A scene file contains one or more scenes; each scene is effectively a snapshot of the internal state of wb_view at the time it was saved. This includes information about which files were loaded, how they were displayed, how the tabs were configured (what surfaces are selected, what file is selected in each layer, which layers are turned on, what view rotation, palette settings, tile tabs, etc), and what annotations (text, arrows, circles, etc) were added over them. Opening a scene from a scene file restores the exact state of wb_view, allowing further exploration of the data or modification of the annotations or view setup. These capabilities allow publication-ready figures to be set up entirely in wb_view, for capture to image format, and to be modified subsequently with minimal hassle.
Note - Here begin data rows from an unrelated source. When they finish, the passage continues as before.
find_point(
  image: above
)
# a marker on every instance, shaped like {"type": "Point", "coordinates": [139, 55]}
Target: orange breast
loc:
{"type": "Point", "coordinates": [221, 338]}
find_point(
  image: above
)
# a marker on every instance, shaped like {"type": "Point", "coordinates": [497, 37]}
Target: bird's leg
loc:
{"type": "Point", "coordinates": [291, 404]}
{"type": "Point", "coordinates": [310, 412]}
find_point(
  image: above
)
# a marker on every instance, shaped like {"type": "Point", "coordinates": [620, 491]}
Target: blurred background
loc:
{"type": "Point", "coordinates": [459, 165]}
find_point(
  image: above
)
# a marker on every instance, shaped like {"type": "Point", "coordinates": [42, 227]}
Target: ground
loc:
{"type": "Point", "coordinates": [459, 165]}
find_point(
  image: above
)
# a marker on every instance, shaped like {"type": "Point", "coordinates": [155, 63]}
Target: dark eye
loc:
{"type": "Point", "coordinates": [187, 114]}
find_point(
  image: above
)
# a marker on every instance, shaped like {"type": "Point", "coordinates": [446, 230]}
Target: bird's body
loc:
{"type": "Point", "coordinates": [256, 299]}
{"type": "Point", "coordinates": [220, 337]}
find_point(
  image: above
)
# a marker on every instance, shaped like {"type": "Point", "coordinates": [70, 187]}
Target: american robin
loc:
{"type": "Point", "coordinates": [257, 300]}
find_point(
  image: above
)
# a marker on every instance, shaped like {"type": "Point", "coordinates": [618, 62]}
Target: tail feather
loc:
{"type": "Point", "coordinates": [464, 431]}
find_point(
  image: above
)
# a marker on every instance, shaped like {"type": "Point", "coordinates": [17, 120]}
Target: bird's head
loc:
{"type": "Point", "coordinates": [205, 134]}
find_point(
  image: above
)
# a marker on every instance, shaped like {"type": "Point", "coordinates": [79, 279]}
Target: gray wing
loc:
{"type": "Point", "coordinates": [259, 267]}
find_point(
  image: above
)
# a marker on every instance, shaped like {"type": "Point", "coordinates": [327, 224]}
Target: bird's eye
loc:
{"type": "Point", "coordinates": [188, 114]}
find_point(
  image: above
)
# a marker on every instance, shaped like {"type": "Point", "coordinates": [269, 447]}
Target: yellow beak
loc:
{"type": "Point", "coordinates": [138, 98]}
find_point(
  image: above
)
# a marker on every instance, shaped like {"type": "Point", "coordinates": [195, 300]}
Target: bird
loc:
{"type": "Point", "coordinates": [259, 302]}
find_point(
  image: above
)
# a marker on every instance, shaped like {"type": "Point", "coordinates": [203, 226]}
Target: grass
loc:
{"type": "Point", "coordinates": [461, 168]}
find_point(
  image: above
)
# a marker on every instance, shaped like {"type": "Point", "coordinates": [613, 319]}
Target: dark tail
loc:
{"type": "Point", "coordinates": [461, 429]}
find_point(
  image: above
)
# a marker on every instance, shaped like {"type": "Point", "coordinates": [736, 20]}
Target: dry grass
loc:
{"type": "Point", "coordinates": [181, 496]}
Workbench can create a zip archive of a scene file and all the data files that are used by its scenes. While this can be useful by itself for sharing data, BALSA builds on this ability by making a public repository for scene files and related data files, organized by publication and figure, where web browsers can view scene previews and information about the data files, as well as download the files.

Spec file (*.spec)

A spec (‘specification’) file is a list of data files that can be concurrently viewed in wb_view. It is useful for organizing sets of related files, such that they can easily be opened together.

Border file (*.border)

A border file contains one or more borders (usually many). Each border is a sequence of points on a surface, which may or may not have a connection from the final point back to the starting point ("closed" versus "open" borders). Borders can be viewed on different surface configurations (e.g., anatomical vs inflated surfaces). Borders can represent many types of surface contour and are often used to denote the boundary between regions or areas.

Foci (*.foci)

A foci file contains one or more foci (foci is plural of focus).  Required properties of a focus include: (1) a stereotaxic (3D) coordinate that may also be projected to a barycentric coordinate (relative to a particular triangle in a surface); (2) a name with an associated color; (3) a class with an associated color.  The class may be used to group related foci.  Optional properties of a focus include area, comment, geography, extent, ROI, and statistic.

Trajectory file (*.trajTEMP.wbsparse)

A trajectory file contains probabilistic trajectories constructed using probabilistic tractography applied to fiber orientation data (fiberTEMP.nii files). For each seed point, the file contains the counts of how often each voxel was used by a probabilistic streamline.

Annotation (*.annot)

Annotations consist of text labels, images, or symbols viewable in a wb_view window allowing one to create figures for use in publications without having to use another application (GIMP, Photoshop). For more information about annotations, see the Guide to WB Annotations.


Miscellaneous

Assorted other file types that can be included in a study or reference dataset. Examples include .png files (images) and .txt file (raw text).